# first bottle stopper of the year



## airrat (Jan 5, 2008)

Ok this is a new "cabochon" I found and am playing with.   The hard part is its 2 sided and I don't know which I like better.

Edited: forgot the wood is spalted pecan.
Opinions and votes greatly appreciated


----------



## Firefyter-emt (Jan 5, 2008)

Very nice Tom.. I would try to tighten the hole up a bit, and go with the top one myself.


----------



## jhs494 (Jan 5, 2008)

Good job!
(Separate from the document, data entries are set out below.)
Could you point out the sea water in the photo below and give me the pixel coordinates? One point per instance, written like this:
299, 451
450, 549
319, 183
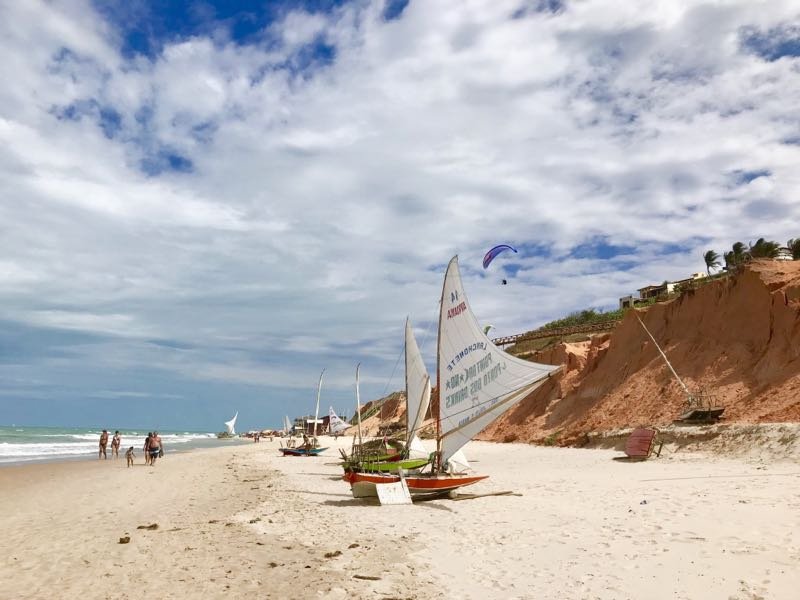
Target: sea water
21, 444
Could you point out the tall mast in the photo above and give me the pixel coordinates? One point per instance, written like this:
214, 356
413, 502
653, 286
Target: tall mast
316, 411
689, 397
439, 377
408, 406
358, 404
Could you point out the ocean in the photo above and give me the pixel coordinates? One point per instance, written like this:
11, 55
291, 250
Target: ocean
21, 444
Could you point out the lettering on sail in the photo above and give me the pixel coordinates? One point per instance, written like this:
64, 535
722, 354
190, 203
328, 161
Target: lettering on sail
456, 310
464, 353
470, 381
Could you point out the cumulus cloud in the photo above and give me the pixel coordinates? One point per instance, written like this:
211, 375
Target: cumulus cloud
270, 205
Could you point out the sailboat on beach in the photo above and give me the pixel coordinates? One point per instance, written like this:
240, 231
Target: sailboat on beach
477, 383
413, 455
230, 428
311, 448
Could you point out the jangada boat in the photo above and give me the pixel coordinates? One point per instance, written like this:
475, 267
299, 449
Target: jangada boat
301, 451
477, 382
412, 455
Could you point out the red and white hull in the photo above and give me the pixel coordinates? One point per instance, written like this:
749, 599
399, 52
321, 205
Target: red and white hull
363, 484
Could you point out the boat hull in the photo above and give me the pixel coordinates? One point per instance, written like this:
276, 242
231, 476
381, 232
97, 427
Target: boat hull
409, 464
364, 484
300, 451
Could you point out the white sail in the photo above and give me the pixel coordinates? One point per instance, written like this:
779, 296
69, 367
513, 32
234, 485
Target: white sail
477, 381
335, 424
418, 386
229, 425
316, 410
358, 403
416, 449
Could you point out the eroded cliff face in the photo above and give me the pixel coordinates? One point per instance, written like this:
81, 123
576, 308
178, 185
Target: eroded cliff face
736, 338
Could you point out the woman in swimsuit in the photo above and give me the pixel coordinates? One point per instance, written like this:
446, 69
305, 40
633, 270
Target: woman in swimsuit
115, 441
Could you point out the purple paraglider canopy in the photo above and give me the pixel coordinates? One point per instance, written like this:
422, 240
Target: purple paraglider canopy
490, 256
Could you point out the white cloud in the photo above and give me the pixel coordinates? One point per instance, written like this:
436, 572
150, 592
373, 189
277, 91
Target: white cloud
321, 207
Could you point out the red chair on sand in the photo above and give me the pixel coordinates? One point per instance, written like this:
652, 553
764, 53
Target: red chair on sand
640, 444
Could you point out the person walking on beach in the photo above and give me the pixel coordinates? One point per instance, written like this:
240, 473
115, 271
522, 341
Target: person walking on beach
115, 442
155, 448
103, 444
146, 448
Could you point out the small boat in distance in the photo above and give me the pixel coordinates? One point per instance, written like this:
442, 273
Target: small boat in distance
230, 430
310, 448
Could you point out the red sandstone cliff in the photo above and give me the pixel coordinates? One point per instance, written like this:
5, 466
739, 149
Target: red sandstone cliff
737, 338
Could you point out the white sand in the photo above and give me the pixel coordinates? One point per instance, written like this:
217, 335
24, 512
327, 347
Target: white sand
243, 522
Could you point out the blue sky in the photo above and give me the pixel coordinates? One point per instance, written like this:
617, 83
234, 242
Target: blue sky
203, 204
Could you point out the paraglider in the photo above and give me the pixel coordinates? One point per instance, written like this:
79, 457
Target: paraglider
492, 254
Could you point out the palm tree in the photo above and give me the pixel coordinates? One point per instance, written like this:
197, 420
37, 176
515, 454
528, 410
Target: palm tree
739, 252
794, 247
764, 249
712, 261
737, 256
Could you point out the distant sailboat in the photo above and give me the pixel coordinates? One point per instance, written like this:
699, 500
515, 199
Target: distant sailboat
229, 425
477, 383
308, 450
287, 427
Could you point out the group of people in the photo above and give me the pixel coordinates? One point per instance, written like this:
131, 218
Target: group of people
153, 448
115, 442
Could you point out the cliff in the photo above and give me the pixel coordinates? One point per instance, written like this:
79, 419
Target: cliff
736, 338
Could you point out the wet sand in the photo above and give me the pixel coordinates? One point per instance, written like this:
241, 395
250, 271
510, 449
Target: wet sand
244, 522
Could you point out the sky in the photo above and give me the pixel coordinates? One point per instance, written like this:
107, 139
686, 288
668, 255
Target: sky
205, 203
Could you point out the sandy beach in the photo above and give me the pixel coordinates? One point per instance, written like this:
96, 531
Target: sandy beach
243, 522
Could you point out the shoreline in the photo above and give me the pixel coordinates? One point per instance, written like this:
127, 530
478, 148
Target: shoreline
179, 448
241, 520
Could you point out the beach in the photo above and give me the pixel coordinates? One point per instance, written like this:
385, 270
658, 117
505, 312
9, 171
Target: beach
243, 522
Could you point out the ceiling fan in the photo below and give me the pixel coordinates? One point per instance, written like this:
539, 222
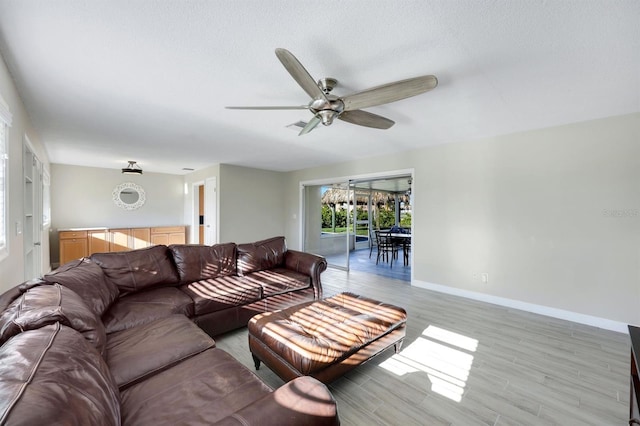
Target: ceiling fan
326, 107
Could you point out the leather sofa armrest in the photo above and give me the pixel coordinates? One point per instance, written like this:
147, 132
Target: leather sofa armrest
302, 401
308, 264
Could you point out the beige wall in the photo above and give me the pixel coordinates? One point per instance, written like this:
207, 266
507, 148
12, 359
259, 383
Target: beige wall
12, 267
552, 215
81, 197
251, 204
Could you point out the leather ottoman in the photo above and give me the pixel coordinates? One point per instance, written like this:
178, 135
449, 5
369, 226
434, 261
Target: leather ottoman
325, 338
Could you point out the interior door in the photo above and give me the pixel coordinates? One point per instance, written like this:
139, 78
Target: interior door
210, 212
33, 217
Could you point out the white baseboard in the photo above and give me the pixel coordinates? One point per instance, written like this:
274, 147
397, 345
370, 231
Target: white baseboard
603, 323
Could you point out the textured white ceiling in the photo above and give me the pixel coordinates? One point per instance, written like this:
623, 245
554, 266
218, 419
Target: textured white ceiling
113, 80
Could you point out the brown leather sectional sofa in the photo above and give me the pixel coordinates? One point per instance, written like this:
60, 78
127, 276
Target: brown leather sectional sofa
125, 338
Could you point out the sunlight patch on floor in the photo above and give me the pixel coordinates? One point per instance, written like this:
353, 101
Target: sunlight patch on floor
443, 355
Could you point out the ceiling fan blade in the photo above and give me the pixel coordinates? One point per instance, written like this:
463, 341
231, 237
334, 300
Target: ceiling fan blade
367, 119
269, 107
389, 92
310, 125
300, 74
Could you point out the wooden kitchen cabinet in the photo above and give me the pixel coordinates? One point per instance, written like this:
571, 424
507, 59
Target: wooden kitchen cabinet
98, 241
119, 239
168, 235
77, 243
73, 245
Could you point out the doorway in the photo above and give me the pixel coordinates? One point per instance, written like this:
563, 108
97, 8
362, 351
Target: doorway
205, 215
33, 220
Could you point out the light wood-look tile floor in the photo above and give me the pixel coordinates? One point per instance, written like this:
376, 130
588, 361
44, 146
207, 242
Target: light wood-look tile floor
465, 363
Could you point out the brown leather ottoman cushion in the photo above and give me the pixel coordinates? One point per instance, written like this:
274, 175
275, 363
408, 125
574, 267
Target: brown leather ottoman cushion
314, 335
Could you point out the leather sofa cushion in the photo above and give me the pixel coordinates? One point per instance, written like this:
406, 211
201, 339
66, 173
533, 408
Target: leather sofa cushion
141, 351
53, 376
200, 390
261, 255
222, 293
48, 304
146, 306
88, 281
136, 270
279, 280
195, 262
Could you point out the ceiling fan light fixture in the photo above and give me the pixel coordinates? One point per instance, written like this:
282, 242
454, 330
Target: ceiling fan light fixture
132, 169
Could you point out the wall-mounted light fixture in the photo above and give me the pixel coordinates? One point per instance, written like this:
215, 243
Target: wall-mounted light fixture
132, 169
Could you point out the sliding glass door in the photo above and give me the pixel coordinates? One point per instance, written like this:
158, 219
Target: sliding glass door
327, 229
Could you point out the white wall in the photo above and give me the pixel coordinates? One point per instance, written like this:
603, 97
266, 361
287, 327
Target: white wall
12, 267
552, 215
82, 197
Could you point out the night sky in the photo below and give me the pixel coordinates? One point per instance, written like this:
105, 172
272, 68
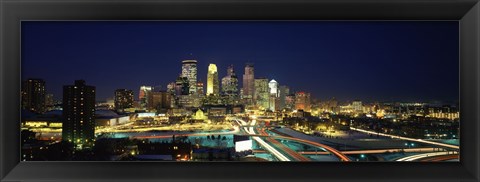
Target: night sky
370, 61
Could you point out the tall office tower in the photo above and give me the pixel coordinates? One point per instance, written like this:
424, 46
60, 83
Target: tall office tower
290, 101
302, 101
160, 100
357, 106
200, 88
273, 86
284, 91
143, 95
262, 93
273, 89
212, 80
79, 114
171, 88
248, 88
33, 95
230, 83
49, 102
182, 86
189, 70
123, 99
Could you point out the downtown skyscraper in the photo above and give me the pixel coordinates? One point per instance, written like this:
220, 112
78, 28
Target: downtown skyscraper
123, 99
248, 84
79, 114
33, 95
143, 95
230, 83
189, 70
213, 87
262, 92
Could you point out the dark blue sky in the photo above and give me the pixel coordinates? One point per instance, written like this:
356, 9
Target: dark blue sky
372, 61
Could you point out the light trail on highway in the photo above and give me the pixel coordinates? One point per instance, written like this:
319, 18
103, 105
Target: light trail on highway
406, 138
427, 155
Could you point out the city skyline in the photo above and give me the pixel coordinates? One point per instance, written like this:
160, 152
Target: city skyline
342, 84
308, 91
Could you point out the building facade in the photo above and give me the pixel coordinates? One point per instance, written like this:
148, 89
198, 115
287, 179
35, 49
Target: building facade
189, 70
34, 95
79, 114
143, 95
123, 99
213, 86
248, 88
230, 83
262, 93
302, 101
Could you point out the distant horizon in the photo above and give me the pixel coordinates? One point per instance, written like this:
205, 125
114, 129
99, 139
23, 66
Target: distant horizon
367, 61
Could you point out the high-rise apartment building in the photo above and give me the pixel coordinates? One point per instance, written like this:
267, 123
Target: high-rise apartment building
262, 93
302, 101
230, 83
123, 99
79, 114
189, 70
248, 88
143, 95
33, 95
212, 80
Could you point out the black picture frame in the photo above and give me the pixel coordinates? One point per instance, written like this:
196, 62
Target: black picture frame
467, 12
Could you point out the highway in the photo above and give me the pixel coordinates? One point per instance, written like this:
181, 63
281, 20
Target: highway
406, 138
427, 155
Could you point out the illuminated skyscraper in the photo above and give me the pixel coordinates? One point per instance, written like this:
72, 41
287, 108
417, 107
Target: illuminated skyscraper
273, 89
79, 114
189, 70
182, 86
262, 92
248, 84
273, 86
123, 99
33, 95
200, 89
212, 80
357, 106
302, 101
160, 100
230, 83
143, 95
284, 91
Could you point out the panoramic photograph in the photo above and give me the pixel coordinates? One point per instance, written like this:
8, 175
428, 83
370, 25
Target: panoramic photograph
240, 91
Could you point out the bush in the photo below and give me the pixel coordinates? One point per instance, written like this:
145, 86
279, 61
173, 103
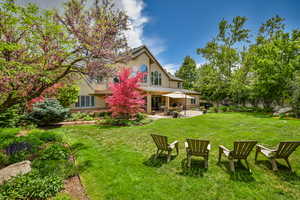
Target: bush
48, 112
3, 160
80, 116
7, 137
11, 117
22, 148
213, 109
68, 95
224, 108
31, 186
55, 152
46, 136
140, 117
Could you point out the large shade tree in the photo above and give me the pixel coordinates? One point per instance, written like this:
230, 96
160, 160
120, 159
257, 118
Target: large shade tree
40, 48
126, 99
223, 55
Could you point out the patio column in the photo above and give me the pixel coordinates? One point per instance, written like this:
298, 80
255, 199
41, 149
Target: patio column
149, 103
167, 103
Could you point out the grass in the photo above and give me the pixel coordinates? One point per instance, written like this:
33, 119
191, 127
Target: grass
119, 160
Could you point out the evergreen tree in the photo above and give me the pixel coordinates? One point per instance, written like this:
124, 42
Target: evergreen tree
187, 72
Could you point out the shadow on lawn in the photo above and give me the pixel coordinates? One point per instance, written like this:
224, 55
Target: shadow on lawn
258, 115
284, 173
197, 168
75, 149
159, 161
242, 173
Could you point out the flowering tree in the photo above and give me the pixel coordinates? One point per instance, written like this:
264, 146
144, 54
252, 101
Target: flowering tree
40, 48
126, 100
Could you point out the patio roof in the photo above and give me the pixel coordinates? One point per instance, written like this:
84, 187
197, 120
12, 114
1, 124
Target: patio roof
152, 89
167, 90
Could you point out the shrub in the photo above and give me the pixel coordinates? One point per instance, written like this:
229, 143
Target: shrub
80, 116
282, 115
11, 117
47, 112
68, 95
55, 152
31, 186
46, 136
7, 136
3, 160
224, 108
140, 117
213, 109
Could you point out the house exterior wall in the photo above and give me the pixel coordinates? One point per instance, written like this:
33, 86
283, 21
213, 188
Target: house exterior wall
88, 88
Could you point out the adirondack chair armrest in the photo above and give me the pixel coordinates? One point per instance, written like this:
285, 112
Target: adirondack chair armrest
224, 148
173, 144
263, 147
186, 145
208, 147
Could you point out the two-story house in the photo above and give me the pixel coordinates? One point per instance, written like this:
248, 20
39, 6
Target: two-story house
155, 84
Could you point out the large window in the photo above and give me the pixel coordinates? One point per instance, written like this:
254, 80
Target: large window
144, 69
85, 102
155, 78
179, 85
193, 101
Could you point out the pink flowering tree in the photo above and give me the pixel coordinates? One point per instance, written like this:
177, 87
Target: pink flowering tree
40, 48
126, 99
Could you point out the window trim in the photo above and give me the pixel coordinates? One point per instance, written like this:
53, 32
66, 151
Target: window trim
85, 101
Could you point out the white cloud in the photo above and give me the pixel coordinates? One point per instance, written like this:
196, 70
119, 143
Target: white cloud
138, 20
133, 9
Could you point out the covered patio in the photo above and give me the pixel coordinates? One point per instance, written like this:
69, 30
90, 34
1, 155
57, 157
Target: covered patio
166, 99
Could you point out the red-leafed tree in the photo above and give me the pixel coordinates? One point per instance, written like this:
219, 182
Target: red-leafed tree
40, 48
126, 100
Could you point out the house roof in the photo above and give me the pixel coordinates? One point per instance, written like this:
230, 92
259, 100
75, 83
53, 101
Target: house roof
153, 89
141, 49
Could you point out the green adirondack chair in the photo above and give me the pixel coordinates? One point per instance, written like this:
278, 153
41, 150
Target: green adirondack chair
163, 145
241, 151
282, 151
196, 147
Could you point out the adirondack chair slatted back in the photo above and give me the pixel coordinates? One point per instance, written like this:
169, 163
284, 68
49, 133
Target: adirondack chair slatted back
242, 149
285, 149
198, 147
160, 141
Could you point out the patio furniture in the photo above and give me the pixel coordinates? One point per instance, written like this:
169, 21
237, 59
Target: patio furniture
196, 147
163, 145
240, 151
282, 151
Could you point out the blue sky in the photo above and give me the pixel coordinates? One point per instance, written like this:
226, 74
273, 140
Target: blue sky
176, 28
173, 29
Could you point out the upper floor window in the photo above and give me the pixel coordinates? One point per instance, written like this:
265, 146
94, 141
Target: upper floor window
144, 69
99, 79
85, 102
155, 78
116, 79
179, 85
193, 101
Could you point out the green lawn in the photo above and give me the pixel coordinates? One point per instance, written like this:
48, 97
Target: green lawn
119, 162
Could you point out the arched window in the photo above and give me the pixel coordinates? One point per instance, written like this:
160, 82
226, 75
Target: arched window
116, 79
144, 69
156, 78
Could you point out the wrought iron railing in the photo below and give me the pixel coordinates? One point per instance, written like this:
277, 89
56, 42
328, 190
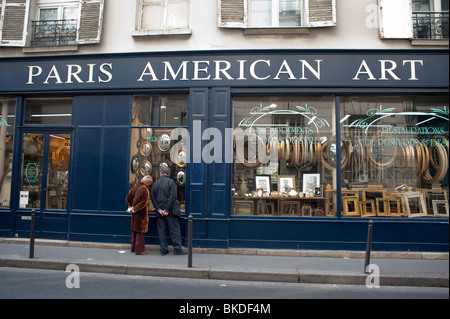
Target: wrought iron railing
430, 25
54, 32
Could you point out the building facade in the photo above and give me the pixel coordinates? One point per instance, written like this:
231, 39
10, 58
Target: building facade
245, 101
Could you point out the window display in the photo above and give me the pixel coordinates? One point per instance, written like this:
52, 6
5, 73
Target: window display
7, 124
153, 118
299, 130
399, 154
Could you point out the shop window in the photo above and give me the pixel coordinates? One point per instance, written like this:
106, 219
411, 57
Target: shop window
295, 181
397, 157
156, 17
7, 124
276, 13
48, 111
430, 19
153, 119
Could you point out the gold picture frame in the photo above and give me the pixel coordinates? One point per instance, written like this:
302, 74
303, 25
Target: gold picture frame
285, 183
367, 208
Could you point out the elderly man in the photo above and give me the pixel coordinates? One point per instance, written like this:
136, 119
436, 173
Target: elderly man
139, 200
164, 199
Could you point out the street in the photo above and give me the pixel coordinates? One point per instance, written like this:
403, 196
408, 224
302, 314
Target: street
16, 283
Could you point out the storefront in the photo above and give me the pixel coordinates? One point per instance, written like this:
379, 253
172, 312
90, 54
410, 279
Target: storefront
250, 138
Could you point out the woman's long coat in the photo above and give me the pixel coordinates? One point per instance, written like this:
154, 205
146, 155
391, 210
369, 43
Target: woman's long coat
139, 199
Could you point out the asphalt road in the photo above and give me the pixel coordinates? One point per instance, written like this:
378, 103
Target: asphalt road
16, 283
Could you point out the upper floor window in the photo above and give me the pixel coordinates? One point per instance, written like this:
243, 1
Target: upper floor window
156, 17
277, 13
50, 22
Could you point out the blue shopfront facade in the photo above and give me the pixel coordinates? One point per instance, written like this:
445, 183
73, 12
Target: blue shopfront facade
103, 89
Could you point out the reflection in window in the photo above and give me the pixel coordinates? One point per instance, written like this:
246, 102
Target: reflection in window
48, 111
7, 123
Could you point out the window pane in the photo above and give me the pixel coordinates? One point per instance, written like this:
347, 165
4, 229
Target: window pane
7, 121
145, 110
58, 171
33, 152
174, 110
152, 16
160, 110
49, 14
399, 148
260, 13
48, 111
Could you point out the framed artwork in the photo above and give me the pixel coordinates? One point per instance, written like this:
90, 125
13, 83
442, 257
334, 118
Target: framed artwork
310, 181
351, 206
263, 182
440, 208
285, 183
415, 204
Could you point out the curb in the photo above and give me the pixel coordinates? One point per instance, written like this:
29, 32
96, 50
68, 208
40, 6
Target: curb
309, 277
246, 251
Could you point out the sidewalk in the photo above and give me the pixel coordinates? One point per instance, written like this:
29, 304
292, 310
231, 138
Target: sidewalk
321, 267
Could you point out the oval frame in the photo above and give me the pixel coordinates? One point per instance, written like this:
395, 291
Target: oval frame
146, 152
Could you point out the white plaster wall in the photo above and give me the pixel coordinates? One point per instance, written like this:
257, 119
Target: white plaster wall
357, 28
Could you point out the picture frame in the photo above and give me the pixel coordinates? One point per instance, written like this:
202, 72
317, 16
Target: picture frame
310, 181
415, 200
351, 206
439, 206
286, 183
367, 208
394, 206
263, 182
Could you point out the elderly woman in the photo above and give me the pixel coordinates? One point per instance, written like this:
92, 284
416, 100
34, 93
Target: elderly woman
139, 200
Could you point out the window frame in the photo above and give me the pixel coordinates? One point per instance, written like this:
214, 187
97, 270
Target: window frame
164, 29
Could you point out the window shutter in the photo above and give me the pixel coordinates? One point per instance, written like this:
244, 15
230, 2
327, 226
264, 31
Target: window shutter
14, 22
90, 22
395, 18
320, 13
232, 13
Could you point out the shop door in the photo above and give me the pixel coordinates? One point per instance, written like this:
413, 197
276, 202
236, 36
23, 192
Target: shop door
44, 184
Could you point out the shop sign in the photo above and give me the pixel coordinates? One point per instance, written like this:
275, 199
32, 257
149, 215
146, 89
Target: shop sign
289, 69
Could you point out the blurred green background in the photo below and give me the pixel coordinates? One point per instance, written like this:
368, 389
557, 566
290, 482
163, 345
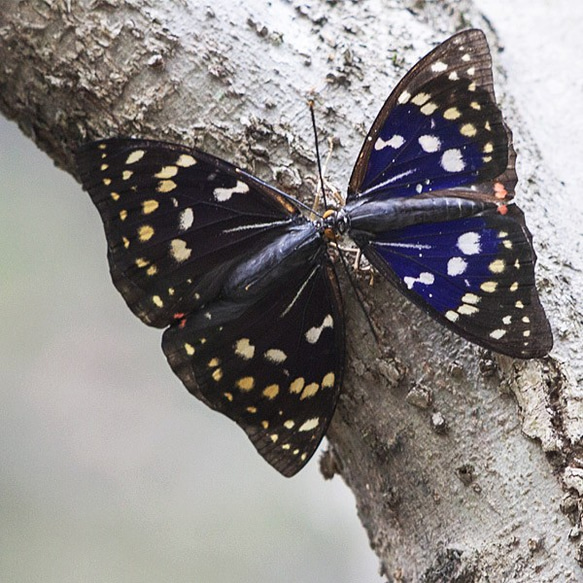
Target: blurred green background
111, 471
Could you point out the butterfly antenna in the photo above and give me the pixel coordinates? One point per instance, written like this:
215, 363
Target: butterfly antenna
357, 294
311, 106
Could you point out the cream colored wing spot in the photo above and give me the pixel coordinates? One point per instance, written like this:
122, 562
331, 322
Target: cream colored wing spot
297, 385
186, 219
275, 355
245, 383
309, 424
165, 186
135, 156
314, 333
244, 349
179, 250
225, 194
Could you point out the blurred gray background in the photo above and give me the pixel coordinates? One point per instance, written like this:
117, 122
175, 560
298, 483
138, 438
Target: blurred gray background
110, 470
That is very nice.
I like the side with the Claddagh better.
Just because I like what it represents.
Keep up the great work!
'Athbhliain faoi mhaise duit'


----------



## broitblat (Jan 5, 2008)

Tom,

It looks good.  Is this cab one of those aluminum coins you find in greeting card shops, etc.?  I like the first (top) side better, also.

  -Barry


----------



## airrat (Jan 5, 2008)

Thanks Lee, I turned it like I do the military emblems, it is a 2 stage hole I was going to round it out but realized that would not look good with this one.  The next one I do will not have the two stage.  
I am going to probably put another coat of finish on it and try to tighten it up that top part.  The coin is in it tight from the bottom.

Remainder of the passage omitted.